The main problem with that argument is that "assault weapon" bans, because they are based on features that do not affect a rifle's capacity to kill people, leave would-be mass murderers with plenty of equally (or more) lethal alternatives. President Joe Biden has acknowledged that fact, even while contradictorily arguing that the 1994 federal ban, which expired in 2004, reduced mass-shooting deaths. But O'Rourke either does not understand this point or is determined to obscure it, as illustrated by his profane, self-righteous rebuke of an Abbott supporter who laughed at his claims about AR-15s during a campaign event in Mineral Wells this week.

Press coverage of that incident asserted that the heckler, one of several Abbott supporters at the event, was laughing about the Uvalde massacre, which is how O'Rourke interpreted it. "It may be funny to you, motherfucker, but it's not funny to me, OK?" he said, drawing wild cheers from his supporters. But it is clear from video of the encounter that the laughter was provoked by O'Rourke's claim that the AR-15 was "originally designed for use on the battlefields in Vietnam to penetrate an enemy soldier's helmet at 500 feet and knock him down dead."

The implication was that the AR-15, compared to other rifles that legislators have not classified as "assault weapons," is especially powerful and therefore especially deadly. But that is plainly not true.

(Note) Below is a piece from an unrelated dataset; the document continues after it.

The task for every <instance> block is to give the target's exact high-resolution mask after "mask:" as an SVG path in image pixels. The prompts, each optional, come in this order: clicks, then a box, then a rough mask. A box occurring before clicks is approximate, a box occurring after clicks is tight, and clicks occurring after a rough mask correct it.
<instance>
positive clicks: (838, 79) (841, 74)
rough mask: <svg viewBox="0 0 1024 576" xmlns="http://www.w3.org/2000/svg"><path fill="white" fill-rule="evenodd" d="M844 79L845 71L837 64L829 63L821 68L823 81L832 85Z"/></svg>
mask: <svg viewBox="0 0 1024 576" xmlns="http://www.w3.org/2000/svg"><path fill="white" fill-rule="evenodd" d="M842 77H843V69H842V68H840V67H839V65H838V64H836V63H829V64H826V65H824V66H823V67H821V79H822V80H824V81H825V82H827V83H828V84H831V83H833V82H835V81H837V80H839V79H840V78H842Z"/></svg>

"In World War I," notes hunting columnist Steve Sorensen in the Jamestown Gazette, "our soldiers carried the .30 Gov't rifle (now called the .30-06 Springfield) which sent a 150 grain bullet toward the enemy at roughly 2,900 feet per second, and produced about 2,800 foot-pounds of muzzle energy. Today's modern American military uses the 5.56 NATO cartridge (the civilian equal is the .223). Its 55 grain bullet (about a third the weight of the .30-06 bullet) exits the barrel at roughly 3,200 feet per second (a little faster than the .30-06), producing less than half the energy, a mere 1,300 foot-pounds. So anyone shooting an AR-15 (or one of its cloned siblings) is firing a pipsqueak bullet compared to what our military used a century ago."

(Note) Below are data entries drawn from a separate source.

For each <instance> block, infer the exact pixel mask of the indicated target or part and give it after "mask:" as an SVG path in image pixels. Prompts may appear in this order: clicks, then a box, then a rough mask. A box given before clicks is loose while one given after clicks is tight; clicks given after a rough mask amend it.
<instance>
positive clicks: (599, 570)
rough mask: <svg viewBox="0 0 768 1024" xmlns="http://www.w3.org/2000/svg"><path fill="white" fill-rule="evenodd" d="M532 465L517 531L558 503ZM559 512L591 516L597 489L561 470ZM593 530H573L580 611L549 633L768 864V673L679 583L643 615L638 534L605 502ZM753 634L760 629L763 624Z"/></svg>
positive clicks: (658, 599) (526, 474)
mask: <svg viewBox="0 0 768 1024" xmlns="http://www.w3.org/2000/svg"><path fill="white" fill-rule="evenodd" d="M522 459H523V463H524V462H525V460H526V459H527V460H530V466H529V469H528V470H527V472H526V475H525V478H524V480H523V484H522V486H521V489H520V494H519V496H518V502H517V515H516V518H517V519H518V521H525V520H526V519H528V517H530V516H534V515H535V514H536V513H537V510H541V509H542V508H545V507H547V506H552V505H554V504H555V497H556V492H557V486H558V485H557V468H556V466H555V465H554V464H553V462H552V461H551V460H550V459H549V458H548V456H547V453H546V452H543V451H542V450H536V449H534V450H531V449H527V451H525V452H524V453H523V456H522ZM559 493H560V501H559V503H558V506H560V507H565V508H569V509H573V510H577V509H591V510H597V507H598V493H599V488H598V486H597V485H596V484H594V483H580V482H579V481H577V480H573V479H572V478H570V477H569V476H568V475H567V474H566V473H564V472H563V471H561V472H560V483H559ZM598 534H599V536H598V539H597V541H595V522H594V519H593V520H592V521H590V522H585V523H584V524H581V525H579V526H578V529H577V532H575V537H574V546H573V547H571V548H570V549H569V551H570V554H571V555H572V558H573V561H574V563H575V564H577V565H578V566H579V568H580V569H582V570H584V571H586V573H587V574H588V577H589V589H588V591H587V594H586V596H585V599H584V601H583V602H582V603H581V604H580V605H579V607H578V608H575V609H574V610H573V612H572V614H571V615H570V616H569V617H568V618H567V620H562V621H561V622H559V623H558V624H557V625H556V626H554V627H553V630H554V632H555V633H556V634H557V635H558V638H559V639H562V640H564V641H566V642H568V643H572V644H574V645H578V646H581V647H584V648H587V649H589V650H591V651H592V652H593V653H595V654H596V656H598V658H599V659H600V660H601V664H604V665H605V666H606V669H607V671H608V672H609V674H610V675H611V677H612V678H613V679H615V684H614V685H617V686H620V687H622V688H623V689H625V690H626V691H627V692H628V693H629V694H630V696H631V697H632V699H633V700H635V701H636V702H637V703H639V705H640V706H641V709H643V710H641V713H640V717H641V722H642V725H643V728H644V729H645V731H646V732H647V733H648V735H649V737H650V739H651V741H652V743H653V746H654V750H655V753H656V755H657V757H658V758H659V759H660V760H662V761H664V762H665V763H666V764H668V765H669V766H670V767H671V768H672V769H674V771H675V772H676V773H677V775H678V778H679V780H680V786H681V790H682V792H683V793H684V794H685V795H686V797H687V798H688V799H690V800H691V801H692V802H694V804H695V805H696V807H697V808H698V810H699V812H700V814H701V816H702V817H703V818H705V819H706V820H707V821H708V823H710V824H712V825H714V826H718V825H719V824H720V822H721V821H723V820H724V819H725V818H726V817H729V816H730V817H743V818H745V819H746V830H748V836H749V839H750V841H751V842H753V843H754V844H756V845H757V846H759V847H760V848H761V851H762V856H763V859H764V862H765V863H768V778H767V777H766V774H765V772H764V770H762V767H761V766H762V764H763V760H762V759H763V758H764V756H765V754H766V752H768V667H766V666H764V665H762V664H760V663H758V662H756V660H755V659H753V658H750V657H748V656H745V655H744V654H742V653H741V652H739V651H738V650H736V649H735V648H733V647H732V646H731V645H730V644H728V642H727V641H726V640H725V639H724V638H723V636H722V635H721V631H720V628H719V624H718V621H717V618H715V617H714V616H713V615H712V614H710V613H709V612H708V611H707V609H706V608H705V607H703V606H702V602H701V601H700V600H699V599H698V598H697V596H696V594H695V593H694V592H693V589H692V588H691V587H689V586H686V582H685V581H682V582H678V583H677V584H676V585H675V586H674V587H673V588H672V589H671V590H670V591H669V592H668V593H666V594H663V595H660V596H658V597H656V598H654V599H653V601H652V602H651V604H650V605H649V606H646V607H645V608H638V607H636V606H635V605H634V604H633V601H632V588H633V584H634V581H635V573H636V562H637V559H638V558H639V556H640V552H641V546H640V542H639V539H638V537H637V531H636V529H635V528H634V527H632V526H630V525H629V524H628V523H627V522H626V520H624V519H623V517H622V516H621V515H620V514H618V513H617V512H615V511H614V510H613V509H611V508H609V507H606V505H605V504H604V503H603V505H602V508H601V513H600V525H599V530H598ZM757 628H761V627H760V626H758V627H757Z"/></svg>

People who want to ban AR-15-style rifles, Sorensen says, "seem oblivious to the fact that most deer hunters use much more powerful guns." This video, which compares .223 rounds to .30-06 rounds by showing what happens when both are fired at watermelons, vividly illustrates that point.

Sorensen notes that "some jurisdictions even outlaw the .223 for deer, not because it's too deadly, but because it's not deadly enough." He adds that "the AR-15 with its small caliber bullet" nevertheless "has many applications for hunters. Some predator hunters use them and, in certain states that permit hunters to use semi-automatic rifles, they are used for small deer, coyotes, jackrabbits, feral hogs and other varmints."

Contrary to what O'Rourke seems to think, the definition of "assault weapon" is not based on destructive capability. With or without the features that legislators typically target (things like folding or adjustable stocks, pistol grips, barrel shrouds, and threaded barrels), a rifle fires the same ammunition at the same rate with the same muzzle velocity.

The "motherfucker" who enraged O'Rourke may have been rude, but O'Rourke—who heckled Abbott during a May 25 press conference about the Uvalde mass shooting, blaming the governor for failing to stop the attack by banning "assault weapons"—is hardly a model of decorum himself. And the laughing Abbott supporter had a point: He laughed because O'Rourke did not know what he was talking about.

O'Rourke's interpretation, that the guy laughed because he thought there was something amusing about the murder of schoolchildren, is totally implausible in context. But it is of a piece with O'Rourke's assumption that critics of "assault weapon" bans are, at best, cruelly indifferent to such horrifying crimes. The idea that they might honestly disagree with him about the merits of the policy he is pushing never seems to enter his mind.